I went through the same thing..wife leaving abruptly...saying she just don't feel in love anymore...that she needs space to think it over. But most of the time...this crazy push/pull behavior.

DO NOT SEND AN ANNIVERSARY CARD. DO NO SUCH THING. And I'll tell you why:
People in affairs for the most part (unless they are a sociopathic narcissist) know they are doing wrong. But they have been telling themselves so much lies and false justifications to get in a affair...that they achieve a state of total selfish denial. They blind themselves that this is a destructive act..instead they feed off of the belief that they deserve this, that it makes them feel good, yet they try to hide it as much as they can. They don't realize that it slowly takes over like a drug addiction...and the euphoria is strong enough to question if they actually have real feelings for their affair partner. At the same time, they are losing normal feelings for anyone and anything...and they start investing more and more to it...leaving nothing for their other relationships. Which is why in affairs, you will see them dress better (buy their own underwear), isolate and get more secretive and demanding with their "privacy", and grow more irritable about little things. Suddenly, they just feel claustrophobic in the marriage...like they are constricted. You sense the change in mood. You start to inquire..get pushed away. You then feel worried or insecure...more pushed away. They act oddly or disappear...you try to confront them...they blow up in your face...lying, blaming, deflecting...anything to put the blame on you...that YOU are the crazy one!! Sound familiar????
Don't question your insanity for another second. He is hiding something and it probably is an affair. Read Love Must Be Tough...as well as the "180" list they talk about here. To do your part to save the marriage (if you choose to upon discovery of an actual affair), then you need to pull away. Back off. No contact. In fact, to protect yourself from the erratic and entitled out-of-control behaviors of cheating spouses...it is best to protect your finances...or other personal assets. Then go on communication shut-down...strictly business. DO NOT..cry, beg, plead, argue, threaten, flip out, preach, teach, nag...or anything THAT WILL LOWER RESPECT. This will only increase that feeling of claustrophobia...that thing that tells him "See? Nothing is going to change!!" And if he is cheating, trust me, if he calls randomly to check up on you and stuff, then he is testing, feeling it out, playing games...push/pull...because he is in an inner struggle...part of him will be in denial...other times he will be saying "What am i doing?!?!" If you crowd him, he will run away. If you back off...then that will give him space to think stuff over and get back into his rational mind. But at the same time, get a PI or something to PROVE what I am telling I already know. Heck, i could be wrong...but I highly doubt it. This is textbook cheaters beahvior 101. I AM SO SORRY for you!! You can do this. get strong. get a gameplan...don't just wait for the axe to fall...get on the ball.


----------



## Madman1 (Oct 24, 2012)

:iagree:

I'm so sorry Jamie but please follow the advice here.

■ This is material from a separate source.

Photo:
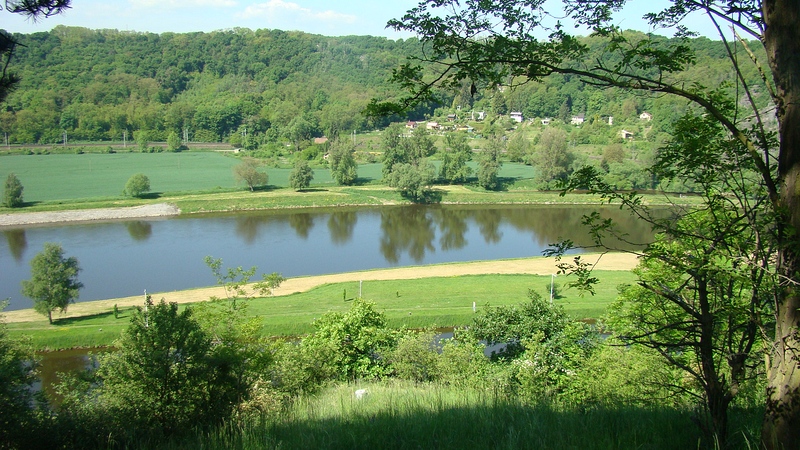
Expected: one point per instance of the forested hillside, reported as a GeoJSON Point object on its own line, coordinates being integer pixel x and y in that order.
{"type": "Point", "coordinates": [264, 86]}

Here is the newbies thread from the cwi section you should read this!!!!!

http://talkaboutmarriage.com/coping-infidelity/32002-welcome-tam-cwi-newbies-please-read.html


----------



## BFGuru (Jan 28, 2013)

Or send one and simply sign it "fvck off"


----------



## jamiedoder (May 14, 2013)

Thanks for all your comments guys. 

BFGuru = that actually made me laugh out loud for the first time in a good while. 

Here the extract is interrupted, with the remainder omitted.